Family: Crassulaceae

Scientific name:  Echeveria runyonii 'Topsy Turvy'

Origin: This cultivar is a mutation originated in cultivation in California. The standard Echeveria runyonii is found natively in Mexico

Etymology: The genus Echeveria is named after the 18th century Spanish botanist Atanasio Echeverria Codoy.

Common English Names include:  Mexican hens and chicks plant.

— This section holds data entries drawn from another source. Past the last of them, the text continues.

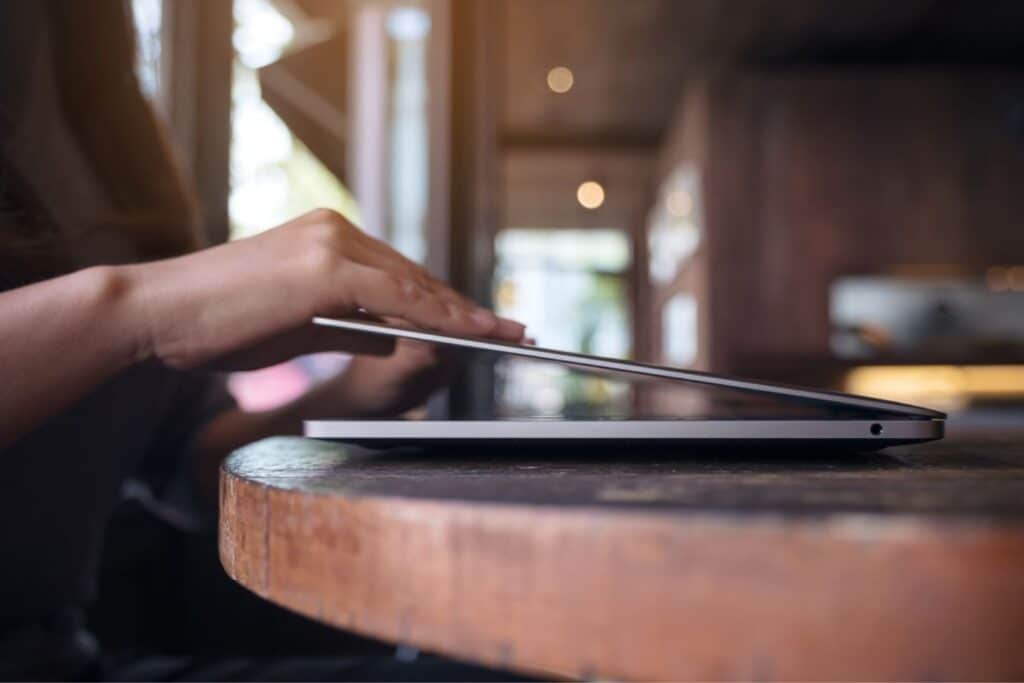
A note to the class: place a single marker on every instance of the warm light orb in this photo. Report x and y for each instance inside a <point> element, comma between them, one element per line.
<point>590,195</point>
<point>560,79</point>
<point>679,204</point>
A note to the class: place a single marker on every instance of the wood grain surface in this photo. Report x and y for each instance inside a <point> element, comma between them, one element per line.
<point>716,565</point>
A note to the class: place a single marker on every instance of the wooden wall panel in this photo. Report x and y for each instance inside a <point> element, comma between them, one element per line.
<point>811,175</point>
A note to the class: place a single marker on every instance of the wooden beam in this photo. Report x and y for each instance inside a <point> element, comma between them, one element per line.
<point>197,99</point>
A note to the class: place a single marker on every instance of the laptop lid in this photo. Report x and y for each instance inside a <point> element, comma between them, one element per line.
<point>868,404</point>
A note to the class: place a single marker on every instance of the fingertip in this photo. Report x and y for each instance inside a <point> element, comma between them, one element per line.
<point>484,321</point>
<point>511,330</point>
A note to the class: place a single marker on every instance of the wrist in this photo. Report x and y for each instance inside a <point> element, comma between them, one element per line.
<point>114,293</point>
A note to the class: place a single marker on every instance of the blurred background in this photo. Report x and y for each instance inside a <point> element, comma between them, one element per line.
<point>823,193</point>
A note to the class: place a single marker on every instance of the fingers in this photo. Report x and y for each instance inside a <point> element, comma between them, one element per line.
<point>373,275</point>
<point>384,293</point>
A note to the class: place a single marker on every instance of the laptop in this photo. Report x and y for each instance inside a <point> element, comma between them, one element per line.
<point>797,415</point>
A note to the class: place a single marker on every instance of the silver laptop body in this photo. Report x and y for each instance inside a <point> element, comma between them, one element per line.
<point>865,422</point>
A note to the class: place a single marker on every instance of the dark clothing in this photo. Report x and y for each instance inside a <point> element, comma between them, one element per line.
<point>60,485</point>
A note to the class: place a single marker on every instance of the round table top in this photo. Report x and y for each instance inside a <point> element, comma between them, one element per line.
<point>726,564</point>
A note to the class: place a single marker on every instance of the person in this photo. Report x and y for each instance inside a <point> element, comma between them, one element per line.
<point>114,317</point>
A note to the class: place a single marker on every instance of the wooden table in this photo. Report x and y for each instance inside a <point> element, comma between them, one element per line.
<point>905,564</point>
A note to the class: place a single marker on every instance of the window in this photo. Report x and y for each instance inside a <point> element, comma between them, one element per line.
<point>568,287</point>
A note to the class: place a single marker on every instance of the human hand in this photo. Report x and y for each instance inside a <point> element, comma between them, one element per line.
<point>249,303</point>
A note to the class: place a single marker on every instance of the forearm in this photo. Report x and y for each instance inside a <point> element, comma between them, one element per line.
<point>60,339</point>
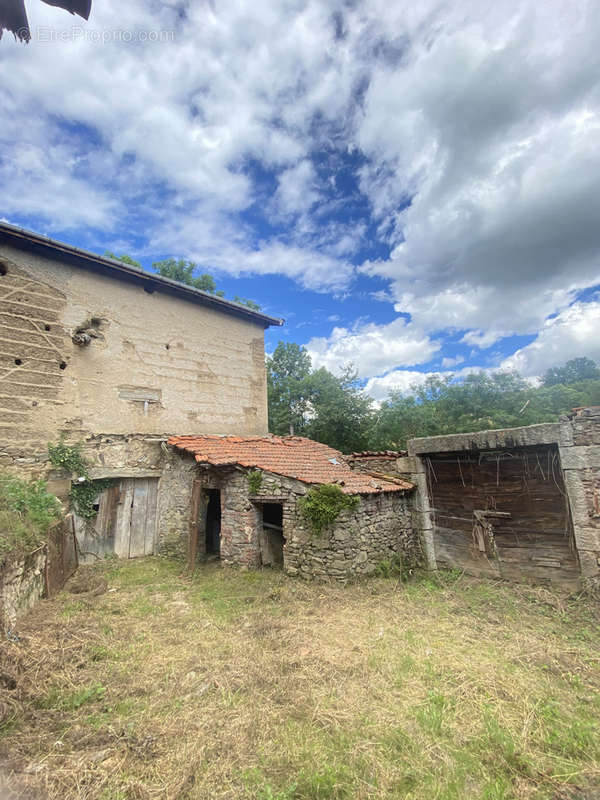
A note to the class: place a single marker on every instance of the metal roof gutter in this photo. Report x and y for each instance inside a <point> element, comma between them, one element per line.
<point>150,282</point>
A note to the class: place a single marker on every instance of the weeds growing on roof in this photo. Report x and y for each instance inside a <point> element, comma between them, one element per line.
<point>250,685</point>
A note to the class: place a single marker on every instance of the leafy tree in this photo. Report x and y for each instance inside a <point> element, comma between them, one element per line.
<point>327,408</point>
<point>124,258</point>
<point>184,272</point>
<point>575,370</point>
<point>341,411</point>
<point>478,401</point>
<point>245,302</point>
<point>288,370</point>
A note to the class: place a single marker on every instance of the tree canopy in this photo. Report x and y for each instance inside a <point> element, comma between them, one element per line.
<point>183,271</point>
<point>335,410</point>
<point>315,403</point>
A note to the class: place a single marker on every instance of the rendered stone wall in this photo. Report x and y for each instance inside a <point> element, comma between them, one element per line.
<point>21,587</point>
<point>202,368</point>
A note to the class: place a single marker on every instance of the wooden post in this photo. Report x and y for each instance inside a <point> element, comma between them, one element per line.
<point>193,526</point>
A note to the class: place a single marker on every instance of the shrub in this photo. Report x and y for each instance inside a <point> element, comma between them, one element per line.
<point>27,511</point>
<point>254,481</point>
<point>322,505</point>
<point>84,492</point>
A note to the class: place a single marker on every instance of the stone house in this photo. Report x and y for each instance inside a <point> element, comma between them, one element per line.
<point>246,507</point>
<point>120,359</point>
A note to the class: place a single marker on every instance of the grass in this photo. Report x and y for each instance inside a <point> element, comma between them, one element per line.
<point>238,684</point>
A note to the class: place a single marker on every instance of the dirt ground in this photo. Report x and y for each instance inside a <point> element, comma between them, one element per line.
<point>138,683</point>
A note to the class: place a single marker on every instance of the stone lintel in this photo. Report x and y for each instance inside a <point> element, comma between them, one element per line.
<point>504,438</point>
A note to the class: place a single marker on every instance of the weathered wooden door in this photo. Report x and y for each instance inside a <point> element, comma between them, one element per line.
<point>125,524</point>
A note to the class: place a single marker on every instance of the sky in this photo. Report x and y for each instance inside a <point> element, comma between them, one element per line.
<point>414,187</point>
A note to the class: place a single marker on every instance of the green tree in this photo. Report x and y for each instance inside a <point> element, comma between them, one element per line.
<point>184,272</point>
<point>575,370</point>
<point>325,407</point>
<point>341,413</point>
<point>288,370</point>
<point>124,258</point>
<point>245,302</point>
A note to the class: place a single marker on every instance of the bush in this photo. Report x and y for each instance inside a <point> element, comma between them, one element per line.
<point>321,506</point>
<point>83,493</point>
<point>27,511</point>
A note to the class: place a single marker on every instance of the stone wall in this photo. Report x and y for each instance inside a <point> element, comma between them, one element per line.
<point>156,362</point>
<point>22,585</point>
<point>379,529</point>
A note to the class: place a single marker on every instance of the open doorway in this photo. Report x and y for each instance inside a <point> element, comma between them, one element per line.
<point>271,535</point>
<point>213,523</point>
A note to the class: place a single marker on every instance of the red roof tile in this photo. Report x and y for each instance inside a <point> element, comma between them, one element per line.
<point>291,456</point>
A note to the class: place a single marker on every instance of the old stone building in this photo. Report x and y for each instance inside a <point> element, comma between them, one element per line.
<point>521,503</point>
<point>119,359</point>
<point>247,509</point>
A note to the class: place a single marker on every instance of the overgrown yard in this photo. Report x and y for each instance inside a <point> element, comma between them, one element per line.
<point>251,685</point>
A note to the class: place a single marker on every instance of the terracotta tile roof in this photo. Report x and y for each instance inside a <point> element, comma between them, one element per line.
<point>291,456</point>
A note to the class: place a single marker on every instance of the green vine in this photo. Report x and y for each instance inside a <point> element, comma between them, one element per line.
<point>67,457</point>
<point>84,490</point>
<point>321,506</point>
<point>254,481</point>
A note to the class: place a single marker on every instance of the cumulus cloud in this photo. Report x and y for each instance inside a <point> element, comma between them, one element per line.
<point>571,334</point>
<point>306,139</point>
<point>485,168</point>
<point>372,349</point>
<point>400,380</point>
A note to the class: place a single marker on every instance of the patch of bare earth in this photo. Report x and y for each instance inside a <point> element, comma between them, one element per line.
<point>139,683</point>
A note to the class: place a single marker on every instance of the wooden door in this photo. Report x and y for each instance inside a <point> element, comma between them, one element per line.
<point>125,524</point>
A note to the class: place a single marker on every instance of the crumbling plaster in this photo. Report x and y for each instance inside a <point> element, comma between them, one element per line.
<point>205,367</point>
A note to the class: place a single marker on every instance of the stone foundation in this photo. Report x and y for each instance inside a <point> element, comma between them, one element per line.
<point>22,585</point>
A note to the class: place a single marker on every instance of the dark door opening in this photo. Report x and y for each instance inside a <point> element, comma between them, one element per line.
<point>213,523</point>
<point>272,539</point>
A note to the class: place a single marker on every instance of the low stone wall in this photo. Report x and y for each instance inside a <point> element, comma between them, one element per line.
<point>379,529</point>
<point>22,585</point>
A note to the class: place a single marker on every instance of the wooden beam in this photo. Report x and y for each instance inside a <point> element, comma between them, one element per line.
<point>193,524</point>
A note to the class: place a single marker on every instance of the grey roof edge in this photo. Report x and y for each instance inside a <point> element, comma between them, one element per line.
<point>527,436</point>
<point>17,236</point>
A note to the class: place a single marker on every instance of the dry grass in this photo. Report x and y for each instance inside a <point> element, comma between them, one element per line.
<point>250,685</point>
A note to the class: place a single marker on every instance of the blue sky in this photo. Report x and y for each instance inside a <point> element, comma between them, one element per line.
<point>414,187</point>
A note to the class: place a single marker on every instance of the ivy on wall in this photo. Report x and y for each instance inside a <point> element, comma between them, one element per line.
<point>254,481</point>
<point>322,505</point>
<point>84,490</point>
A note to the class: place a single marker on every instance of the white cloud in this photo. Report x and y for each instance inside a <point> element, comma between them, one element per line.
<point>571,334</point>
<point>452,362</point>
<point>490,130</point>
<point>400,380</point>
<point>372,349</point>
<point>476,126</point>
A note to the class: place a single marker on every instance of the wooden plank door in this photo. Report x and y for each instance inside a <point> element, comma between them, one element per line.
<point>142,525</point>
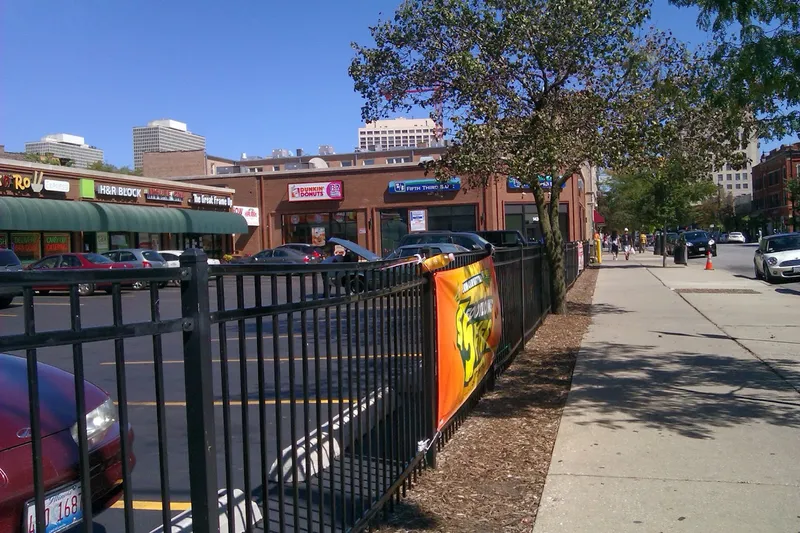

Notes: Echeveria runyonii 'Topsy Turvy' is one of the true monstrous forms of Echeveria that 'breeds true' and won't revert back to it's natural form.
 

 



The plants bloom in the autumn with tall arching racemes of bright reddish orange flowers. They are very showy when in bloom.

 


 

Cultivation: it can tolerate sun to shade but - generally speaking - the more light a plant gets the better it will display its colours and shape. However, when moving plants from lower light conditions into full sun, be wary of sun scorch, most easily avoided by ensuring plants are well-watered before moving them on a cloudy day. They can tolerate extended dry periods and survive drought without the need for watering, but they will grow stronger if they receive adequate moisture during their growing season, ut never allowing the plant to remain waterlogged (root rot sensitive). Use a very porous soil, which will allow quick drainage. Slow release fertilisers with a low to moderate nitrogen content are adequate for the spring and summer growing seasons, and additional fertiliser applications would not required until spring. Good air movement is important for minimising pest and disease risks, and avoiding excessive humidity in cool winter conditions is important to successfully growing Echeveria in the nursery environment. It can tolerate light frosts, but it is best overwintered at 5-10 C.
With the cooler autumn temperatures tending to make their foliage colours become more intense than those of the active summer growing season.
Aphids like this plant (and all flowering Echeverias).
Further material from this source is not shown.